The preparation and quality assessment of samples are the first steps in the lncRNA-seq workflow. For target transcript enrichment, ribosomal RNA (rRNA) is exhausted. Reverse transcription converts the fragmented RNA to cDNA. Strand-specific libraries are created, and sequencing is carried out on the Illumina platform using a paired-end 150bp strategy.
circRNA-seq uncovers the molecular importance of regulating gene expression, including (1) profiling known and novel circRNAs and prediction of targeting genes, (2) categorization of biomarkers for cancer or disease diagnostics and classification, (3) discovery of regulatory networks between ncRNA and miRNA, and (4) understanding tissue or organism development mechanisms based on transcript profiles.

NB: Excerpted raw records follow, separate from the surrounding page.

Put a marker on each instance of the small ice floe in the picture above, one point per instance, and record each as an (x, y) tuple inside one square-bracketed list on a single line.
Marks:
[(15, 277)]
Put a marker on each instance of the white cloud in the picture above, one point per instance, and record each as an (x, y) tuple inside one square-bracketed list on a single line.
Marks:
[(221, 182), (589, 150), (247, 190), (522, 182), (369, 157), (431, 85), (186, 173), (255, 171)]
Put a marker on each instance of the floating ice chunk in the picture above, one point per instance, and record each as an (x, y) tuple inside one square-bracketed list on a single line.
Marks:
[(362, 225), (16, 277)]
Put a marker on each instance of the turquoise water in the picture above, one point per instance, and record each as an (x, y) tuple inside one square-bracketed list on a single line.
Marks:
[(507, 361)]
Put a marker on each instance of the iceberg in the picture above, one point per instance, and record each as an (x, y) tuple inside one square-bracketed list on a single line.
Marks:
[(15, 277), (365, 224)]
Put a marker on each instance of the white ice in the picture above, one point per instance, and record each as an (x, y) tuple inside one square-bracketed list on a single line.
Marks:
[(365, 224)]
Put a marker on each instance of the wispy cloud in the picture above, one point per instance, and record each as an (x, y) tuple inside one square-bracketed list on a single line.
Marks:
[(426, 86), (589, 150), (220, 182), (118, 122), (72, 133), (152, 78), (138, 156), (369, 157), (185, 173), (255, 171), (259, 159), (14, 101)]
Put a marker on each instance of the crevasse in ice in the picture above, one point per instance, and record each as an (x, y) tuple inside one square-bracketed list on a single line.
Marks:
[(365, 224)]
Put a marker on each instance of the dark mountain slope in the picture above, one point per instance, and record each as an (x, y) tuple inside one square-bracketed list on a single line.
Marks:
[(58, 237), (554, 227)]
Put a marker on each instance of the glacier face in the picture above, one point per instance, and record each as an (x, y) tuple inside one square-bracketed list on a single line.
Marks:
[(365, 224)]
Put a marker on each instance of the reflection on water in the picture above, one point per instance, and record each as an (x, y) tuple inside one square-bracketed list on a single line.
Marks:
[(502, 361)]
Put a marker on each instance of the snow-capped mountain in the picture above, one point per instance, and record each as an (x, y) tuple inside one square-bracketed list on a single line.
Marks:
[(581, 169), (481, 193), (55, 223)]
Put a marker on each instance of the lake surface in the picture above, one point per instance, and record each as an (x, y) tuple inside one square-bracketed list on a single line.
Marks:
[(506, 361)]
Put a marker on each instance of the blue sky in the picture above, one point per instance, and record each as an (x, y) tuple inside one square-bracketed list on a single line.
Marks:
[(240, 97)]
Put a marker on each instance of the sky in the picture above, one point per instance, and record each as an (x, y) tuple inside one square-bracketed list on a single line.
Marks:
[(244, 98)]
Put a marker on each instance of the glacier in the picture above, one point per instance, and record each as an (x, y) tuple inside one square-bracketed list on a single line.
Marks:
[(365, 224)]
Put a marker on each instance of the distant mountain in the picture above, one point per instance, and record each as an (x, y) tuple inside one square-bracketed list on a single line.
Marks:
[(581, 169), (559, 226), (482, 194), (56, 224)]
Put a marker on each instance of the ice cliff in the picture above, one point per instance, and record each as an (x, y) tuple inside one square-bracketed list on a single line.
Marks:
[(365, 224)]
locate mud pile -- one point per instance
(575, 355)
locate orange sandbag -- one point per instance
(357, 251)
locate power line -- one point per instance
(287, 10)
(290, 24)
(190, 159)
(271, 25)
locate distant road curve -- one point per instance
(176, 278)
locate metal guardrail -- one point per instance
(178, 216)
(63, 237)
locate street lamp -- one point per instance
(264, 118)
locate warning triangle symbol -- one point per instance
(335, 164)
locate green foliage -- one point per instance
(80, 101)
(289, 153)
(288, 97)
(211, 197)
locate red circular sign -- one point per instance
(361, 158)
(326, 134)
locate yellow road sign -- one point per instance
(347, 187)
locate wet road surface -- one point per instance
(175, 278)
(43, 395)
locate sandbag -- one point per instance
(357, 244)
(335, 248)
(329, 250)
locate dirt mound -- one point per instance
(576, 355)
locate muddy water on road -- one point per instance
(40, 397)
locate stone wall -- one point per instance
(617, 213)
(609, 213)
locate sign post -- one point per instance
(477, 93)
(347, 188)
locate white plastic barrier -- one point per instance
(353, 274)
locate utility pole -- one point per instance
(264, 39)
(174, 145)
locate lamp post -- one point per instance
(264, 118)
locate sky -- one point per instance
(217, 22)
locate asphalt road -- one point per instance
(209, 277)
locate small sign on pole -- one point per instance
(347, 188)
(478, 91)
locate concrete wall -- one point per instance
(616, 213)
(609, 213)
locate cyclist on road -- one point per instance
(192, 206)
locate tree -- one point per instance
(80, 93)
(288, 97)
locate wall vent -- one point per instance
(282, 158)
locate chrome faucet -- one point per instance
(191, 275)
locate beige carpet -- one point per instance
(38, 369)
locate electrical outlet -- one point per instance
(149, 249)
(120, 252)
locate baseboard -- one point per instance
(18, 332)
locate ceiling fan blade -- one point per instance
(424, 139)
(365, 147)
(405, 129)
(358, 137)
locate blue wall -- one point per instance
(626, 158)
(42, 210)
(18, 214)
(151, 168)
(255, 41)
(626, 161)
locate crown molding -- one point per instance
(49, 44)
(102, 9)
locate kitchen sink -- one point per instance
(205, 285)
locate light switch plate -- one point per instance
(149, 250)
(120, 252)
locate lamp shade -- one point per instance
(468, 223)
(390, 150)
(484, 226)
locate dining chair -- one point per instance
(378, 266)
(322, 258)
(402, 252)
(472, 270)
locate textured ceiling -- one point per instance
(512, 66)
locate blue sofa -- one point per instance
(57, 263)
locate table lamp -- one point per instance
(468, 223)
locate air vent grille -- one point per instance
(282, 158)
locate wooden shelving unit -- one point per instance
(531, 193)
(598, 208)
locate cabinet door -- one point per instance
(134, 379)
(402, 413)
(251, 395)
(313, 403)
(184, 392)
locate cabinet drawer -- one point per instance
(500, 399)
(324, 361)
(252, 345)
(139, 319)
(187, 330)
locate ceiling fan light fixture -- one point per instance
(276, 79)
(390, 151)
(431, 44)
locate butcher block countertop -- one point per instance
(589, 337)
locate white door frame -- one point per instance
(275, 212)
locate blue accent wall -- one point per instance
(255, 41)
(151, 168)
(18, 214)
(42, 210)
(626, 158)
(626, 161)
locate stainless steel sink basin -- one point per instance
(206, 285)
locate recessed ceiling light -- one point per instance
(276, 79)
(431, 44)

The evaluation of sample quality is the first step in the workflow. Samples are digested by RNase R to eliminate linear transcripts after ribosomal RNA (rRNA) depletion. The sequencing is done using a paired-end 150bp strategy and a strand-specific library (also known as the stranded library, directional library). In order to ensure the delivery results, each step includes a quality assessment of the samples, library, and data results. Bioinformatics pipelines can analyze data to meet a variety of requirements, resulting in high-quality, publication-ready results.
Transcriptomic studies are progressively using single-molecule long-read technologies. These tools reveal new information about the full-length sequence, alternative splicing, gene structure, and alternative polyadenylation sites. Long-read sequencing is a valuable tool for capturing the complexity of structural variation at the genomic and transcriptomic levels, and its adoption is expected to grow as costs fall. Furthermore, full-length transcript sequence data is extremely useful for genome annotation and gene function research.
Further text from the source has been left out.